Another explanation for sin that I have heard is that sin is not a thing, so therefore God can’t be the “author” of it. Before we go further, let’s look at verse that clearly states a truth about God creating something not good:

“I am the LORD, and there is none else, there is no God beside me: I girded thee, though thou hast not known me: That they may know from the rising of the sun, and from the west, that there is none beside me. I am the LORD, and there is none else. I form the light, and create darkness: I make peace, and create evil: I the LORD do all these things.” (Isaiah 45:5-7)

Verses five and six give a good description of God’s majesty and why He can say what He says in verse seven. If there is one thing that I know for a fact is that one cannot argue with Scripture. Here it CLEARLY states that God created darkness and He created evil. Would either of these be considered “things”? If one can say that SIN is not a thing then one can also say that these two are not things. Yet, we clearly see that it is God who created them.

As I was looking at this subject and looked at the word “sin” in scripture I couldn’t help but notice that it is used numerous times as a noun (Matt. 1:21; 3:6; 9:2; Mark 2:7; Luke 1:77; John 1:29; Acts 2:38; Rom. 3:9; 1 Cor. 6:18; Gal. 1:4; etc.). My understanding is that a noun is a person, place, thing or idea. Paul says in Romans that “Blessed is the man whom the Lord will not impute sin.” (4:8).
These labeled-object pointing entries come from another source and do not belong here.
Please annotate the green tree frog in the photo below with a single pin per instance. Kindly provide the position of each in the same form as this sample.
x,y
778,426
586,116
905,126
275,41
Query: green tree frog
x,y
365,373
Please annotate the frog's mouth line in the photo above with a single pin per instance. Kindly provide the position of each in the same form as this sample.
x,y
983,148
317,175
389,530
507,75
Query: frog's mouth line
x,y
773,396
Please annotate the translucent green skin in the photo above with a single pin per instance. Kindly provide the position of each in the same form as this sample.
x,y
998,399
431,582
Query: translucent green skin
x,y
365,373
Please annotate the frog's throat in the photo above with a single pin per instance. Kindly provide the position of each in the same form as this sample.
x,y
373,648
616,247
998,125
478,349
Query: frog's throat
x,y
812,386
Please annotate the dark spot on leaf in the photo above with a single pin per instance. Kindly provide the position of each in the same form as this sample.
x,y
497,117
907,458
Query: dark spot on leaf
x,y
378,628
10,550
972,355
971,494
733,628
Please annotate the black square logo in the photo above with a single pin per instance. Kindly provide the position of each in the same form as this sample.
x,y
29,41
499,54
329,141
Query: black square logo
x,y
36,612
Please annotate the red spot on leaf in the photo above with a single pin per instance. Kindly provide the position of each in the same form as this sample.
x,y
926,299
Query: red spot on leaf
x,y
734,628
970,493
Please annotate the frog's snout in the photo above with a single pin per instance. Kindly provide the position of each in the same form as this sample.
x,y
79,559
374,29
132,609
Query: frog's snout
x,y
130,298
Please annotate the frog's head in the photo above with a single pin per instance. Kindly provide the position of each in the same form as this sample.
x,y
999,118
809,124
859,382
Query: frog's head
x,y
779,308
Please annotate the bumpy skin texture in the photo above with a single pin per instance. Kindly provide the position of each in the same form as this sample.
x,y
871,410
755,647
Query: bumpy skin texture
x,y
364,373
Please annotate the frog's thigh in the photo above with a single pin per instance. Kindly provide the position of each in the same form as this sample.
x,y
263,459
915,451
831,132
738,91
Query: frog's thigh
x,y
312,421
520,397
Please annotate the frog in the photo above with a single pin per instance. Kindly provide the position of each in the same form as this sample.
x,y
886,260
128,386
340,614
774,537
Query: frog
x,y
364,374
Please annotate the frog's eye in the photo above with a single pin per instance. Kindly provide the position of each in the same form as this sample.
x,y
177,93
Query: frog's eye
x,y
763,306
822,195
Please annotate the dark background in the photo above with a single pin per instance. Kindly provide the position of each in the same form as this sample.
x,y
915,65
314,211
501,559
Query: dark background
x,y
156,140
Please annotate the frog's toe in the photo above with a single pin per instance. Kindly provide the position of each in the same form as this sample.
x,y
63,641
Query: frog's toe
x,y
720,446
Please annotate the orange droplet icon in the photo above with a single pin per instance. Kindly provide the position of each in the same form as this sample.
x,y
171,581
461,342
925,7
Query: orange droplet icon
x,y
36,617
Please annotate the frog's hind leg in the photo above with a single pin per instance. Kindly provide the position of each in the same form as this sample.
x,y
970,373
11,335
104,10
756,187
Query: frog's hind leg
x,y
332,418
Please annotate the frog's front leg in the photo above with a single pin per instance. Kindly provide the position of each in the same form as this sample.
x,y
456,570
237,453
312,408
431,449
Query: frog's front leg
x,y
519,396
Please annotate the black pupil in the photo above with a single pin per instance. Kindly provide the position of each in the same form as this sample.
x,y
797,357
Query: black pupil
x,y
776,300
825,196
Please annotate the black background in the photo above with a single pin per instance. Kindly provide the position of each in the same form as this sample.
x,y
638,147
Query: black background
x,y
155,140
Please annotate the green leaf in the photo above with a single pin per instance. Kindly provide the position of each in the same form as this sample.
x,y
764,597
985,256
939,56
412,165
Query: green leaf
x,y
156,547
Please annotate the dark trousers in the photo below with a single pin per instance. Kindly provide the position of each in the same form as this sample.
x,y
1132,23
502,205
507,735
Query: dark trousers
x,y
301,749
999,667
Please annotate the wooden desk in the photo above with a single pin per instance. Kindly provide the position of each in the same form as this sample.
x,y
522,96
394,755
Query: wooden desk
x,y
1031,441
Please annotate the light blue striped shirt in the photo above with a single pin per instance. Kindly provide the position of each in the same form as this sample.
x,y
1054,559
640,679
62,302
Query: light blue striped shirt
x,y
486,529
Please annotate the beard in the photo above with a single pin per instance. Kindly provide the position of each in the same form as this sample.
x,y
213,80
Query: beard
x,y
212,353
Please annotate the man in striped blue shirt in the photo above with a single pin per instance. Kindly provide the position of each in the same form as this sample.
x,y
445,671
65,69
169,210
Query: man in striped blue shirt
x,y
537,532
If sin is not a “thing” then please explain how it can be imputed unto someone? The word “impute” means to reckon or take into account and the word “sin” here is used as a noun. In the same letter he also says; “Wherefore, as by one man sin entered into the world, and death by sin; and so death passed upon all men, for that all have sinned: (Rom. 5:12)” The word “sin” is in this verse twice and both times it is a noun with the definite article before it. So, therefore it is actually saying, “Wherefore, as by one man THE sin entered into the world, and death by THE sin;...” On the other hand, the word “sinned” in the above verse is a verb and in the active voice. And it isn’t alone because there are numerous other verses as well that it is used as a verb (see Luke 15:18; John 5:14; 8:11 and Romans 3:23 just for a small example). Consequently, since “sin” is also used as a verb it shows action. If sin is not a thing then how could any action be associated with it? We see therefore that sin “entered” into the world by one man. That one man we know as Adam and it occurred when he ate of the tree of the knowledge of good and evil. If sin is not a “thing” then how could it “enter” into anywhere? If sin is not a “thing” then how could it be active? Paul also says this about Christ in his second letter to the Corinthian brethren. “For he hath made him sin for us, who knew no sin; that we might be made the righteousness of God in him. (5:21)” Here Christ was made sin for His people. He who knew no sin became sin. Now again, if sin is not a thing then please explain how could Christ be made it? Peter also concurs when he writes in his first letter, “Who his own self bare our sins in his own body on the tree, that we, being dead to sins, should live unto righteousness: by whose stripes ye were healed.” (2:24) Again, (I know that I am being extremely redundant here but...) I ask how could Christ bare the sins of His people in his own body if sin is not a thing and how could “we” be dead to sins?

The concept of “sin” is such a huge subject and I know that I didn’t do it justice by any stretch in the above attempt. By definition sin is “to miss the mark, an offense” and in order to miss the mark you have to be striving to hit it. By application it is used in Scripture as a noun and a verb. And according to Scripture it is explained as: “Whatsoever is not of faith is sin (Rom. 14:23)”, “All unrighteousness is sin (1 John 5:17)” and “Sin is the transgression of the law (1 John 3:4)”. This is just three different aspects of what sin is, so to me to try and fit the meaning of sin into one aspect is wrong. And to say that God (Holy, Sovereign, Absolutely in control of ALL) is “not” the author or causer of it I feel is as wrong.